Dieser sieht eine Gefahr, dass eine Erhöhung oder sogar Lockerung der Sanktionen ein falsches Zeichen für Migranten abgibt. Gegenüber „Focus“ äußerst sich der FDP-Mann: „Die Hartz-IV-Zahlen werden massiv steigen. Deshalb darf man die Bezüge nicht wahllos erhöhen oder frei von Sanktionen versprechen – erst recht nicht Menschen, die weder integriert sind noch Deutsch sprechen.“ Er möchte auf keinen Fall, dass ein falscher Eindruck entsteht und Hartz IV als Grundeinkommen wahrgenommen wird: „Junge Männer aus Syrien zum Beispiel müssen wissen: „In Deutschland muss man arbeiten. Und es darf nicht der Eindruck entstehen, Hartz IV sei ein Grundeinkommen, das ein Clanmitglied irgendeiner libanesischen Bande in Berlin automatisch überwiesen bekommt.“

Die neusten Zahlen zeigen, dass über 55 Prozent der 4,3 Millionen erwerbsfähigen Leistungsberechtigten einen Migrationshintergrund haben. Wie die „Bild“ berichtet, haben Jobcenter zudem neue Richtlinien. So dürfen bei Muslimen die Kinderehen sowie Zweit- und Drittfrauen bei Hartz IV nicht mehr als Bedarfsgemeinschaft angesehen werden. Deshalb wurde jetzt der Begriff „Partner“ bei der Bundesagentur für Arbeit genauer definiert, damit es eine klare Richtlinie gibt und diese ohne Zweifel befolgt werden kann. Nach deutschem Recht können Minderjährige unter 16 Jahren keine Ehe wirksam eingehen. Somit müssen die Mitarbeiter in den Jobcentern jetzt besonders das angegebene Alter der „Partner“ mit Sorgfalt prüfen. Dasselbe gilt für Vielehen. Diese dürfen demnach nicht anerkannt werden, da nicht mehr als eine Person als „Partner“ in der Bedarfsgemeinschaft berücksichtigt werden kann.

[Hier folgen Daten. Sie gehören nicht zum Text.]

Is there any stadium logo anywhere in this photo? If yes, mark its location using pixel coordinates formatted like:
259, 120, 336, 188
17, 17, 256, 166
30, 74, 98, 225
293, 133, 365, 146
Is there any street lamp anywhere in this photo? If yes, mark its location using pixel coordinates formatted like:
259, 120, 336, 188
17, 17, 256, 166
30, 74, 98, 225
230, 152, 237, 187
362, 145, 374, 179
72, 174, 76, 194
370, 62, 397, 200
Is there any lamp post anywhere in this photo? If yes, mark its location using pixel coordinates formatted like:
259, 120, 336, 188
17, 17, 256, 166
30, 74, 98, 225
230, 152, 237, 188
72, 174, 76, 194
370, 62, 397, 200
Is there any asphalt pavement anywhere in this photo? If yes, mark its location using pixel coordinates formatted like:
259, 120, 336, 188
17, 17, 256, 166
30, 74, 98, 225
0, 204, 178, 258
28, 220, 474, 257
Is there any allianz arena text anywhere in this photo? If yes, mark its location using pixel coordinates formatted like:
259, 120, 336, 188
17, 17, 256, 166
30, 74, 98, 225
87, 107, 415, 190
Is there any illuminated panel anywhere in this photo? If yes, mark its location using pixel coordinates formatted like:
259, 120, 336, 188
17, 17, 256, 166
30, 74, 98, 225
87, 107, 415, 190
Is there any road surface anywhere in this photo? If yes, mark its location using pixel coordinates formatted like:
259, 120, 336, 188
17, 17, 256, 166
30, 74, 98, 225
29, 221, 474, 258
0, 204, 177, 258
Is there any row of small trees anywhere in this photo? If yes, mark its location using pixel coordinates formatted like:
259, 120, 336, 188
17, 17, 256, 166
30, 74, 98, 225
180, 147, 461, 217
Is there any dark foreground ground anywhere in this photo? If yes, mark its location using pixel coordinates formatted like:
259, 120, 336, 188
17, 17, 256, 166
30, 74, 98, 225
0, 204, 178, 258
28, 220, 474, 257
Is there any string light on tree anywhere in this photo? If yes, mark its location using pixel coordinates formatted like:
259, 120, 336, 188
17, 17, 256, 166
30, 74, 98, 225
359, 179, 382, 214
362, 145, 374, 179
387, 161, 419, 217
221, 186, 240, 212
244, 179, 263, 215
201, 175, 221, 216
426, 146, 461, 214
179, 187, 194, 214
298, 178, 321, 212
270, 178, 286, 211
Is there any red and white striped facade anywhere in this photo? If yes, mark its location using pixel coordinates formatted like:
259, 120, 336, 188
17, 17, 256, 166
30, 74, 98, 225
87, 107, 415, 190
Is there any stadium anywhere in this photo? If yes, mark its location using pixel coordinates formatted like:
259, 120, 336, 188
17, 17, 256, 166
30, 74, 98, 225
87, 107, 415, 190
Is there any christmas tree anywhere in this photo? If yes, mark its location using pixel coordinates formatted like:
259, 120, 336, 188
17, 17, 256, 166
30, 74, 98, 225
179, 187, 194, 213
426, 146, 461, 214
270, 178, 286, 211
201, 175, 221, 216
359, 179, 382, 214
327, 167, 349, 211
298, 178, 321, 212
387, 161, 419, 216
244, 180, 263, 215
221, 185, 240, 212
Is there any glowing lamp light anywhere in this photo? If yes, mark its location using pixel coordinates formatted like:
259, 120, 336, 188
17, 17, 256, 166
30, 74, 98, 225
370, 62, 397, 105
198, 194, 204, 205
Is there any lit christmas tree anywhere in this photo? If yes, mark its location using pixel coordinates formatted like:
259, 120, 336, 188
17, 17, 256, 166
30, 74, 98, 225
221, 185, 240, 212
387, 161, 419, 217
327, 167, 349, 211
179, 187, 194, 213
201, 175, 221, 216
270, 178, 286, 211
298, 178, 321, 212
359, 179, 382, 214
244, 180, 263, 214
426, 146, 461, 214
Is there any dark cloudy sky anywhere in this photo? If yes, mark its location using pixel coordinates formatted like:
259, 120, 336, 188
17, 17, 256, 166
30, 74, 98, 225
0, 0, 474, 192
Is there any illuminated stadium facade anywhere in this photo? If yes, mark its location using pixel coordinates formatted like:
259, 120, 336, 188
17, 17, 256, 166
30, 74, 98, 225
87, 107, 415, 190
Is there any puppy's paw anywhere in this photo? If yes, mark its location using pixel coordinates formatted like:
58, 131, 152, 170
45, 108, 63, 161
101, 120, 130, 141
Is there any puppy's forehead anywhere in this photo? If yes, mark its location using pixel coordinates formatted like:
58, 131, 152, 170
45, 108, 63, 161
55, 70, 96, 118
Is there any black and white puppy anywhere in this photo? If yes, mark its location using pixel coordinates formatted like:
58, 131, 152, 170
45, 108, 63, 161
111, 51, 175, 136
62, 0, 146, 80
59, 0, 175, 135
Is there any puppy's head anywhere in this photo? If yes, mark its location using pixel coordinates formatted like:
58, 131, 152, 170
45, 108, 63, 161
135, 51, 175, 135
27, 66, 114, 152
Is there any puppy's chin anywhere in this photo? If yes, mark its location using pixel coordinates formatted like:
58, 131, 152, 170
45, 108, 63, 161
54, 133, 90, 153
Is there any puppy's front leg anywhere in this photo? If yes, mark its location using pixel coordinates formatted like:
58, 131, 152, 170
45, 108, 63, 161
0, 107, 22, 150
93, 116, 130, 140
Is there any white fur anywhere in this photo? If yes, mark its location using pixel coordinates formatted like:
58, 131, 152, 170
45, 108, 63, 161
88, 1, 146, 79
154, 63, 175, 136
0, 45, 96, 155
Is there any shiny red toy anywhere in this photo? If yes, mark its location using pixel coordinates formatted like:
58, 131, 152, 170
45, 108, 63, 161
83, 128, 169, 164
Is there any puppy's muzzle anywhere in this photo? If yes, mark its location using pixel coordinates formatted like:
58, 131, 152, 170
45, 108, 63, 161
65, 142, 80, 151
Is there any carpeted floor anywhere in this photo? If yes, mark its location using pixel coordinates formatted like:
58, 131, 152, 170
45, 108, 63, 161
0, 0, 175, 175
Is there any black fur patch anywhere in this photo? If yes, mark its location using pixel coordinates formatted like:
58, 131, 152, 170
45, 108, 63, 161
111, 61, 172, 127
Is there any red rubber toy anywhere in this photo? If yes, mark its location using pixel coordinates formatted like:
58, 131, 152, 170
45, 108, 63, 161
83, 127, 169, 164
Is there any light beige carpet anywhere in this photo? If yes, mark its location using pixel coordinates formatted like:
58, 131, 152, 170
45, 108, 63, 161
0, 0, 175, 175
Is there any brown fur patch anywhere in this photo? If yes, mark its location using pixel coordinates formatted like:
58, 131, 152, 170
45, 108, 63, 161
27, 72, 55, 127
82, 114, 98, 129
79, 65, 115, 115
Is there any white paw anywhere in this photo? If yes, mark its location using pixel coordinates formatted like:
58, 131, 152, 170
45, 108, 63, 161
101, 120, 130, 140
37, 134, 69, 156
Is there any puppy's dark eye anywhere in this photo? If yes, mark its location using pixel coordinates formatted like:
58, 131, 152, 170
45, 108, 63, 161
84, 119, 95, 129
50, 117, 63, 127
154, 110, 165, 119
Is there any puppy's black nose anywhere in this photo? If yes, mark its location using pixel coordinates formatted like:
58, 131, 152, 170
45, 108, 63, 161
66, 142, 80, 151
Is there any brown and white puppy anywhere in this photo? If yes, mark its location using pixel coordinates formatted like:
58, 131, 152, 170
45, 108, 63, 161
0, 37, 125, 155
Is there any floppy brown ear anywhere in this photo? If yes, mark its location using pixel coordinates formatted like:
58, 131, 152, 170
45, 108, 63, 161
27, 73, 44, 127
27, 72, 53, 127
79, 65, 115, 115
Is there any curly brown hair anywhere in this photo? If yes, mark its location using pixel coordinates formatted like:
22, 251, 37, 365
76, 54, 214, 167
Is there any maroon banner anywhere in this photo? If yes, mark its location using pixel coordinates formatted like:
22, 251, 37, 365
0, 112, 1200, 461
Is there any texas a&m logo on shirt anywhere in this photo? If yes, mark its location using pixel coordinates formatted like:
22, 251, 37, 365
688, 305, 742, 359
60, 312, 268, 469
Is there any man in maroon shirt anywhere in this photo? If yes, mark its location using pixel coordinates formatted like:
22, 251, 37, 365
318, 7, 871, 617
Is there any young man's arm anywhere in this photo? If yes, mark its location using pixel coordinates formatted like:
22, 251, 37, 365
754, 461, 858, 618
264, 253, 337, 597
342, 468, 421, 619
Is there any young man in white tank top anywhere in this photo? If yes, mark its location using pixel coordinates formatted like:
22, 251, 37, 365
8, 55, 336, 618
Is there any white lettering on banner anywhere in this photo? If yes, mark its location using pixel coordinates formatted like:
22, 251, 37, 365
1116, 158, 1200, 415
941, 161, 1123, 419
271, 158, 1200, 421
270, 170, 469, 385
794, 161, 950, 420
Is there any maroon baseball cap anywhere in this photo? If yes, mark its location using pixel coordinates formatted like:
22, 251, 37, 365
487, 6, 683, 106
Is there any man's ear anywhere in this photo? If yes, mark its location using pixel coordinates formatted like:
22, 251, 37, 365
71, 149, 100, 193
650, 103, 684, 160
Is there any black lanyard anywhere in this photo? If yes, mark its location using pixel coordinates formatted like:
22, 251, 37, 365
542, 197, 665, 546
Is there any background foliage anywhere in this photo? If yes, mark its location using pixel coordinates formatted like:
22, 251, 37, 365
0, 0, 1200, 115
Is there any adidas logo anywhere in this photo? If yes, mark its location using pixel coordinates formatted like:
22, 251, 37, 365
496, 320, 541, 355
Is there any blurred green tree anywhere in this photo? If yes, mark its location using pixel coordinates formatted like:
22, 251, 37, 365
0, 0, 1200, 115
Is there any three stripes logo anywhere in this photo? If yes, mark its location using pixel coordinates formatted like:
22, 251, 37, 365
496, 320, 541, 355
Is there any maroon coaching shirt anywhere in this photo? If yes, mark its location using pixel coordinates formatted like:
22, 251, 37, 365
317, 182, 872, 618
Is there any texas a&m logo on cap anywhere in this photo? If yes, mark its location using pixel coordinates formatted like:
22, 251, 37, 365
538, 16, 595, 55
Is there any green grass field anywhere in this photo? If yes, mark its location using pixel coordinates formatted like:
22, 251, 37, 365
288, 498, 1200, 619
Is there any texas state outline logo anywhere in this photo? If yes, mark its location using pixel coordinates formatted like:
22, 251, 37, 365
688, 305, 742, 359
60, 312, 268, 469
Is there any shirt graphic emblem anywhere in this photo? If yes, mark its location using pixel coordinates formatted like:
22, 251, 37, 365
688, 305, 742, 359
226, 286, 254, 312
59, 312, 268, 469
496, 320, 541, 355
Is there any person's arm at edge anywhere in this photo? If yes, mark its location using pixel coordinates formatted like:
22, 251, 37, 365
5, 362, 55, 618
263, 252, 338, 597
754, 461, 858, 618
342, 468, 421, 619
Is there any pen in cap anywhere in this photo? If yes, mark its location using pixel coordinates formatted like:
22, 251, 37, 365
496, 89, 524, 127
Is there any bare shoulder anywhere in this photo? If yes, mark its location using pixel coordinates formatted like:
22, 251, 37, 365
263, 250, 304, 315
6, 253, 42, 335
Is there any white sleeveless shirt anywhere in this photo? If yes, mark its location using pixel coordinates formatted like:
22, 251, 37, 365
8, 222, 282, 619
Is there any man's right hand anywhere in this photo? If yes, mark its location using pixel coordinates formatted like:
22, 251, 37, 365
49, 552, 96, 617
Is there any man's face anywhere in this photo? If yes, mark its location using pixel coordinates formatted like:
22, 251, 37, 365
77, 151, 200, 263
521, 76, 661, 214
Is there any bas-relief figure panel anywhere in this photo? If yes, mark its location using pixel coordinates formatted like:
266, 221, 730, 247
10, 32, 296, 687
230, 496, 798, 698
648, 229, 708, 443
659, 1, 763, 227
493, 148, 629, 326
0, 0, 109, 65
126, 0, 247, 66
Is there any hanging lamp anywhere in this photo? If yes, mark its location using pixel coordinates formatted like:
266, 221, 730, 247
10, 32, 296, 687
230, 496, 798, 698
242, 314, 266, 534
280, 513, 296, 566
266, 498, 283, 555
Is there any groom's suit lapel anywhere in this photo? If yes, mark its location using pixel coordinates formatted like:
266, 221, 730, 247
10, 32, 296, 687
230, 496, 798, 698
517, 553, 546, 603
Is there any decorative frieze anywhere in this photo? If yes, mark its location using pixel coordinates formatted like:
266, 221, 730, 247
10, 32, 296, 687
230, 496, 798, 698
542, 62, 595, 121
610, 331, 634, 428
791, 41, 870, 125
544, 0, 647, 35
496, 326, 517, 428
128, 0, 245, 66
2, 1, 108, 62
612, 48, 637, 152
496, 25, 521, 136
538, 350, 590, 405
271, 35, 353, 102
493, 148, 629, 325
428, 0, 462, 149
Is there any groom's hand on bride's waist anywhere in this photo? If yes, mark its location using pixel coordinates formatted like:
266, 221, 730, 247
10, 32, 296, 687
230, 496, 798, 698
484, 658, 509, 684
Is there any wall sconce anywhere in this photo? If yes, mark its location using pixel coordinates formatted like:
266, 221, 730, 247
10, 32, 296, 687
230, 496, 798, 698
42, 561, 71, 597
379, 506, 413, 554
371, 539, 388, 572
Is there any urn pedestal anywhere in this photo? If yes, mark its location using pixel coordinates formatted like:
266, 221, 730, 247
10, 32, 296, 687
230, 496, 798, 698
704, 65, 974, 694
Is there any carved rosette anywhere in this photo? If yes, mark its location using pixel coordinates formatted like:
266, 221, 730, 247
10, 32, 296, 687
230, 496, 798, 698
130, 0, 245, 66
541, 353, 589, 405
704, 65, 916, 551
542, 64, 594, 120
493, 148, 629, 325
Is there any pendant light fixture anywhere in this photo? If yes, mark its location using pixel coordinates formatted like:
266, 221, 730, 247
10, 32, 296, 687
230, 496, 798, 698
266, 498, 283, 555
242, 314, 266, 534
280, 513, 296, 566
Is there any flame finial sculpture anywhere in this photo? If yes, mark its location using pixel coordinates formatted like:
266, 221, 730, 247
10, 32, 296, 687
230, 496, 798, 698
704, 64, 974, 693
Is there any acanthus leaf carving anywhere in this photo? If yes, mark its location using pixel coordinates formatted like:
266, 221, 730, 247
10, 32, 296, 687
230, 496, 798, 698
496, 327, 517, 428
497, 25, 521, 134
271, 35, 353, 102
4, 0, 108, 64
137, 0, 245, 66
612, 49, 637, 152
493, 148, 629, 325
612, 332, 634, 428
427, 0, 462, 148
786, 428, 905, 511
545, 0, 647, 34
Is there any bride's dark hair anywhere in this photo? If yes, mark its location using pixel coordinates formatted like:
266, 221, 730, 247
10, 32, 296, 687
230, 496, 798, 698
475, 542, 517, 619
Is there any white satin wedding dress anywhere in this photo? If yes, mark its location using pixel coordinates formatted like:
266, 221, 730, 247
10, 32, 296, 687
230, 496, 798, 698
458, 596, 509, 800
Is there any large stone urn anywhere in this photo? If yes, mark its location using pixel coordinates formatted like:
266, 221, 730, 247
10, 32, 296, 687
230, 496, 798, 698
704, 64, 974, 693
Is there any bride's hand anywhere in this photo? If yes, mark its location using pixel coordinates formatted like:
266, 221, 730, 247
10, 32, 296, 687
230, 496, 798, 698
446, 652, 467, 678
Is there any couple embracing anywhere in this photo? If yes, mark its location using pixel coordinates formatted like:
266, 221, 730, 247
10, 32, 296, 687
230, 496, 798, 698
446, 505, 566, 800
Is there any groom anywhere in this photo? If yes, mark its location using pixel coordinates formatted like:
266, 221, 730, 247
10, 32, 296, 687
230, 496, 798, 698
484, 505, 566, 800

Gemäß einer Statistik, ist in Deutschland jedes siebte Kind von Hartz IV abhängig. In einem Interview mit der „Zeit“ wurde Hubertus Heil darauf angesprochen und für ihn ist ein Grund für diese hohe Zahl die Tatsache, dass viele Flüchtlingsfamilien nun die Grundversicherung erhalten. „Aber ich will mich nicht herausreden und über Statistiken streiten. Kinderarmut ist ein Skandal. Jedes einzelne Schicksal zählt“.


Einen kleinen Lichtblick gibt es dennoch. Der Arbeitsmarkt ist seit Monaten gut. Trotzdem sind immer noch viel zu viele Menschen eine lange Zeit ohne Arbeit. Für dieses Problem sucht der Arbeitsminister ebenfalls eine Lösung und hat ein neues Instrument Namens „Teilhabe am Arbeitsmarkt für alle“ entworfen.